Europe’s automotive sector has long been the main industrial contributor to European prosperity. In recent years it has suffered a significant setback but also began a profound electrification transformation. Nevertheless, it remains a prime mover of the manufacturing economy, and its developments are of fundamental importance for the overall manufacturing landscape.
Although EU investment in automotive R&D decreased in 2020, Europe remains the world's largest investor in innovation in the auto industry at its present level of over $60 billion per year, surpassing Japan ($33 billion), the United States ($15.5 billion), and China (over $10 billion).
However, even more significant investment is required from carmakers as they upgrade their manufacturing sites in preparation for an electrified Europe – and the regulations that spell the end of new, internal combustion engine car sales in the EU by 2035. Ambitious electrification targets affect Europe’s climate strategies, including zero tailpipe emissions, as well as carbon reduction or complete neutrality goals. In order to meet and finance these targets, carmakers will need to make substantial EV sales.
This applies across the industry. Volvo and Jaguar Land Rover are reimaging their lineups. Mercedes-Benz, BMW, and Audi are in their own race to get to the EV future; Germany’s Ford has trimmed its gas-powered lineup in favor of EVs; and even Swedish Polestar has successfully marketed its first EV crossover. Companies like Aston Martin, Maserati, and McLaren play their own EV game. At the same time, Korean manufacturers in Europe have been releasing one EV model after another. Toyota has been eyeing investments in European EV trucks.
Three European carmakers that have just made significant announcements on their EV strategies are Mercedes-Benz, Volvo, and Stellantis. In order to comply with the upcoming EU regulations as well as retain their overall profitability, these companies are scaling up EV production.
Mercedes-Benz is now focusing on higher-priced luxury vehicles to drive profits. The manufacturer plans to upgrade its product portfolio and drop cheaper models as it prepares to go all-electric by 2030, at least where market conditions allow, and aims to halve carbon dioxide emissions per passenger car by the end of the decade. It is investing more than $ 2 billion in European production sites. Three German plants in Sindelfingen, Bremen, and Rastatt, and one Hungarian site in Kecskemet, will start production of new models in the top-end luxury, core luxury, and entry-luxury segments from 2025 on. Moreover, Mercedes-Benz is increasing its EV battery production locally, claiming that its close proximity is a key factor in the success of its electrification strategy.
Volvo is one of the most outspoken carmakers regarding EV production. The Swedish manufacturer will go all-electric by 2030 – and unlike Mercedes-Benz, there will be no exceptions. Volvo will build its third European manufacturing site in Slovakia for electric cars exclusively with an investment of $ 1.2 billion. The plant will be climate-neutral, complementing Volvo’s other European sites in Belgium (Ghent) and Sweden (Torslanda). The three locations can produce 600,000 cars annually, supporting Volvo’s broader annual sales targets. By 2025, the Swedish manufacturer intends to sell 1.2 million vehicles annually.
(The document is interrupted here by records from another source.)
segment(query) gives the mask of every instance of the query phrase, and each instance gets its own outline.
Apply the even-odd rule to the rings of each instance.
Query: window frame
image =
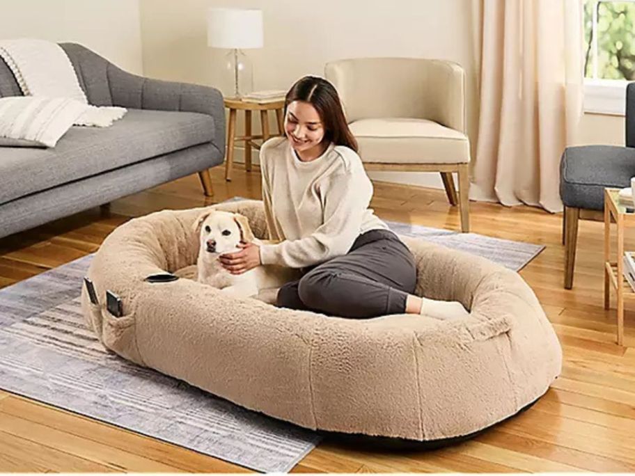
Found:
[[[593,78],[584,76],[584,112],[611,116],[625,116],[626,114],[626,88],[629,79],[602,79],[597,78],[597,9],[595,4],[600,1],[613,3],[634,3],[635,0],[595,0],[592,10],[593,17],[591,29],[593,35]]]

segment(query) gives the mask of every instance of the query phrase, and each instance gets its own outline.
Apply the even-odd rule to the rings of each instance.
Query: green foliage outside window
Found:
[[[593,9],[597,11],[593,38]],[[594,76],[593,42],[597,41],[597,75]],[[584,76],[635,80],[635,2],[584,1]]]

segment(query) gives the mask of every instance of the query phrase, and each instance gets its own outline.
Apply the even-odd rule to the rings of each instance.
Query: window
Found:
[[[584,109],[624,114],[635,80],[635,0],[584,0]]]

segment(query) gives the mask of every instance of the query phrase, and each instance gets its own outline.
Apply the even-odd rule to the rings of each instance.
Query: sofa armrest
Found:
[[[626,146],[635,147],[635,83],[626,87]]]
[[[214,145],[224,153],[225,106],[223,95],[217,89],[146,78],[126,72],[111,63],[107,74],[113,106],[194,112],[213,117]]]

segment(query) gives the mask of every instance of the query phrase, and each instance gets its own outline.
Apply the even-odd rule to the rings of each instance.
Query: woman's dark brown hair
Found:
[[[345,145],[357,152],[357,141],[348,128],[342,103],[334,86],[323,78],[305,76],[299,79],[285,97],[284,113],[294,101],[311,103],[320,115],[324,128],[324,140]]]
Stellantis is striving to reach a 100% passenger-car battery-electric vehicle (BEV) sales mix in Europe within the next few years. Since 2018 it has spent more than $2 billion on its French manufacturing sites, helping to transform key production plants there. The Tremery-Metz facilities have already upgraded powertrain manufacturing for BEVs and hybrids. The company is focused on producing electrified dual-clutch transmissions and expects to grow its annual production capacity of such gearboxes to 600,000 by 2024. On a global scale, Stellantis has created a new global value chain, including five Giga factories, to support its “Dare Forward 2030” targets.
Other U.S. companies are also creating strategies for Europe apart from well-established Ford. Everyone knows about the ups and downs of Tesla in Germany. U.S.-based Rivian has been planning to open a European electric adventure factory since early 2021. The company considered a German location, but facing the reality of the continent's most expensive economy, it is now looking for alternatives. Its CEO is sometimes called the anti-Elon Musk, so a similar Tesla strategy is unlikely. Lucid Group, which manufactures the fastest-charging EV with the most extended range in the North American market, has entered the Netherlands and Germany and is further expanding its European sales. There are predictions that Lucid CEO Peter Rawlinson, formerly with Tesla, is completing a study for the European Lucid Air Dream factory location.
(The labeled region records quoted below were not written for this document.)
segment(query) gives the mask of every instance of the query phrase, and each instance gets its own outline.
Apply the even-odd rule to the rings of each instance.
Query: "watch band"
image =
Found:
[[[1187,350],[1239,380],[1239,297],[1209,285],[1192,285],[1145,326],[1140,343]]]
Automotive is an essential contributor to the transportation infrastructure of Europe. Sustainable transportation is part of the “Connecting Europe Facility” project, under which the expenditure of over $5.5 billion is already underway. Selected projects support all forms of the “Trans-European Transport Network,” the system of roads, railways, inland waterways, short-sea shipping routes, ports, and airports that will link the EU’s member states and beyond, and the infrastructure that will help the EU meet its climate objectives as set out in the European Green Deal. The ensuing demand for EV road transport vehicles is markedly on the increase.